Network-Based Drug Repositioning
Experimental drug development is expensive, labor-intensive, and time-consuming and mostly limited to a smaller number of targets. Current studies reveal that drug repurposing acts more efficiently than de novo experimental approaches as it involves higher costs and risk. Network analysis is a multifaceted platform for drug purposing, as model interactions are constructed from different biological concepts and their corresponding heterogeneous biological networks.
With the recent advancement of technology, network-based analysis in computational biology has attracted increasing attention. It focuses on organizing the relationships among different bio-molecules in the form of networks to extract newly emerged properties at a network level. Under different conditions, these multilevel meta-networks are allowed to investigate the influences of different biological phenotypes on cellular systems.
In the network pharmacology architecture, a network can be viewed as a connected graph. This type of biological networks, are composed of individual molecular entity (e.g., protein, drug, encoded gene, SNP, etc.) and its biological target, potential molecules from target pathways and biological process as node property and, the relationship (direct or indirect interactions, semantic relations, disease association, signal flow) among these nodes are represented as edge properties. System-scale network knowledge is a must require for modern drug discovery. For example, perturbation of biological networks causes complex diseases as the efficacy and the toxicity of a drug are a consequence of the complex interplay among different cellular components.
The prediction drug-target interaction has been recognized several times with core biological network analysis. Although these approaches are lacked by the incompleteness of knowledge curated from multi-omics molecular interactome; based on the availability of the biological data, network-based drug repositioning methods can be grouped into different categories: proteomic and genomic interaction network (PPIN & GGIN), gene regulatory networks (GRN), drug interaction network (DIN), and metabolic networks (several pathways). Additionally, an integrated disease-similarity network from the available gene expression profile can be added as important components of network-based drug repurposing.
The relationship between disease proteins and drug targets in the organism-level protein-protein interaction network leads to a rational, network-based drug purposing design strategy. In general, disease proteins are not scattered randomly in the interactome (organism level) but constructs smaller disease modules such as localized neighborhoods of those disease proteins. The disease protein within the disease module eventually helps to explore the mechanism-of-action of effective drug combinations. The shortest path lengths based on network proximity are captured between drug targets and disease proteins from those networks.
Molecular perturbations occur due to drug administration or disease that can be extracted as expression data for network-based analysis. Such expression level information is exploited to construct GRN or sometimes used to prioritize nodes on existing biological networks, to identify potential candidate genes for drug repurposing. In the GRN-based approach, each biological node is characterized with different neighborhood metrics, such as network propagation, neighborhood scoring, interconnectivity, random walk.
The resource flow mechanism within a biological insightful network is described as network propagation. The fold-change of the node itself and its neighbor is computed by neighborhood scoring.
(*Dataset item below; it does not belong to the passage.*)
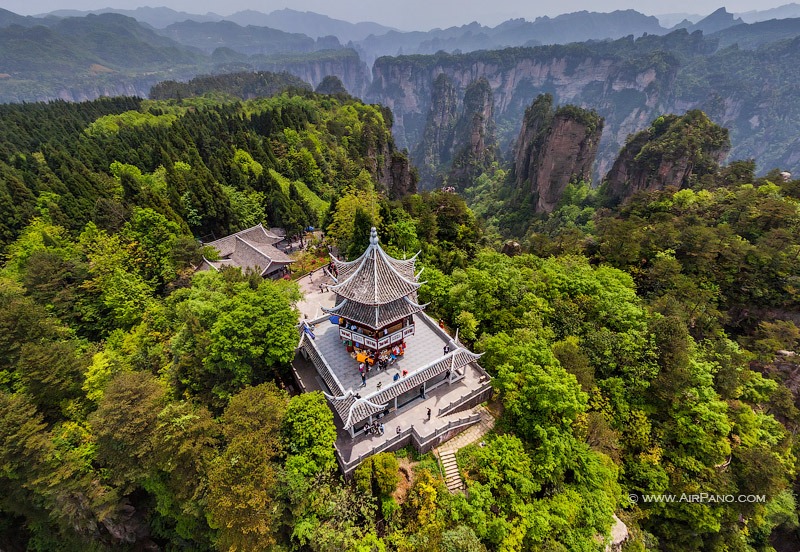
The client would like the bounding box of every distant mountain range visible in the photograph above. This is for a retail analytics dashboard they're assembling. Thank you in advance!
[0,5,800,179]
The ordering of candidate nodes is mainly evaluated based on their connection with other differentially expressed nodes (genes). A source of experimentally validated drug-target interactions is employed to look for potential repurposing candidates using these network-based properties.
The metabolic network provides a different perspective to drug-repurposing where each node represents chemical compound and metabolites and edges represents the reactions that can be catalyzed by one or more enzymes. These networks are mostly directed networks and the enzymes are considered as the targets for possible therapies.
Drug target interaction (DTI) prediction is one of the common approaches of network-based drug repurposing. In DTI, Interaction networks are represented through a bipartite graph where drugs or targets are represented as nodes, and the experimentally validated interactions are considered as edges. The aim of these approaches is to identify novel links. In order to make an accurate prediction of drug-target pair, the whole interaction network is augmented with several additional similarity measures. .
Several pieces of evidence from prior experiments have shown that similar structural proteins tend to target similar proteins. The accumulated information extracted from the DTI suggests that many drugs have a tendency to interact with additional targets than the predesigned targets.
However, the multi-omic functional networks (MoFN) are reversely correlated with drug-disease modules. In MoFN network, nodes (proteins or genes) are connected by weighted edges which reflect the probability of sharing a common biological function within those networks.
The computational and technological advancement has increased the possibility to shift the paradigm of single-target-drug to multiple-target-drug by exploring multiple disease protein network analysis with the help of multi-omic network-based approach within similar disease modules considering minimum toxicity profiles of the drug.